For those who want to know the typical scenario, there are standards set by the AAUP, the American Council on Education, and legal precedent ("protected classes," including those over age 40 have special consideration under the law).
The best guide I found was from the American Council on Education.
The following is a typical situation explaining who is most likely to be laid off and in what order. This layoff procedure is from Wayne State (where a previous SIUC provost went) and fairly typical of unionized colleges: http://www.aaupaft.org/contracts/art10.html
"A. Faculty Layoffs
1. Normally, part-time faculty will be laid off first followed by lecturers. In unusual circumstances when special experience is essential to the unit, a full-time or fractional-time faculty member may be laid off, while the part-time faculty member is retained. If the budgetary constraints prove it impossible to staff the range of courses with the full-time and/or fractional-time faculty, then the full-time and fractional-time faculty may be offered the opportunity to teach the courses on an overload basis without additional compensation rather than to use part-time faculty during the academic year.
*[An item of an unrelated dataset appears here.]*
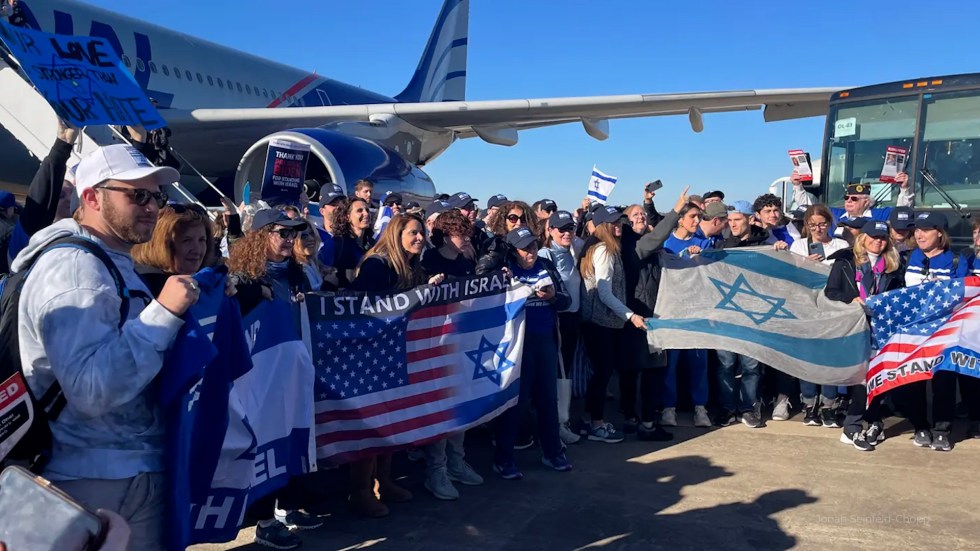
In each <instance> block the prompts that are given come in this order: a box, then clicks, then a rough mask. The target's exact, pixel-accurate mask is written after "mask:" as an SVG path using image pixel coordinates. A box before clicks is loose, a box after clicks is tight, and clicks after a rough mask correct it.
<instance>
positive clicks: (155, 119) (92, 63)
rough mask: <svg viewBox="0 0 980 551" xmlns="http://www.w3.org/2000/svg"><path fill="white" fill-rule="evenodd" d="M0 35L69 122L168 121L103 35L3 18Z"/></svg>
mask: <svg viewBox="0 0 980 551" xmlns="http://www.w3.org/2000/svg"><path fill="white" fill-rule="evenodd" d="M0 40H2V41H3V43H4V44H5V45H6V46H7V48H8V49H9V50H10V52H11V53H12V54H13V55H14V57H15V58H16V59H17V62H18V63H20V66H21V68H22V69H23V70H24V73H25V74H26V75H27V76H28V78H30V79H31V83H32V84H34V87H35V88H36V89H37V91H38V92H39V93H40V94H41V95H42V96H44V99H46V100H47V101H48V103H49V104H50V105H51V107H52V108H54V111H55V113H57V114H58V116H59V117H60V118H62V119H64V120H66V121H68V122H70V123H71V124H73V125H75V126H77V127H79V128H81V127H83V126H90V125H98V124H119V125H132V126H142V127H144V128H146V129H149V130H152V129H154V128H160V127H161V126H164V124H165V123H164V121H163V117H161V116H160V113H158V112H157V110H156V108H154V107H153V104H152V103H150V100H148V99H147V98H146V94H145V93H144V92H143V90H142V89H140V87H139V84H137V83H136V79H134V78H133V75H132V73H130V72H129V71H128V70H127V69H126V68H125V67H124V66H123V64H122V62H121V61H120V60H119V55H118V54H117V53H116V50H115V49H114V48H113V47H112V46H111V45H110V44H109V41H107V40H105V39H104V38H97V37H93V36H69V35H61V34H51V33H44V32H41V31H35V30H32V29H26V28H24V27H14V26H12V25H9V24H7V23H6V22H3V21H0ZM5 92H6V91H5Z"/></svg>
2. Additional faculty layoffs shall occur in the following order: (a) non-tenure-track faculty by rank and (within rank) by length of service at the University, (b) untenured faculty on tenure track by rank and (within rank) by length of service at the University, (c) tenured faculty by rank and (within rank) by length of service at the University. For purposes of this paragraph, untenured lecturers and senior lecturers with more than seven years service shall be treated as tenured faculty."
Life is not simple when it comes to layoffs, particularly when tenure and unions are involved. The wise faculty member will consult their union representative (if they have a union), read their state education labor law, and do what I have done--consult with a lawyer.
"Hope for the best, plan for the worst" is the motto for these times.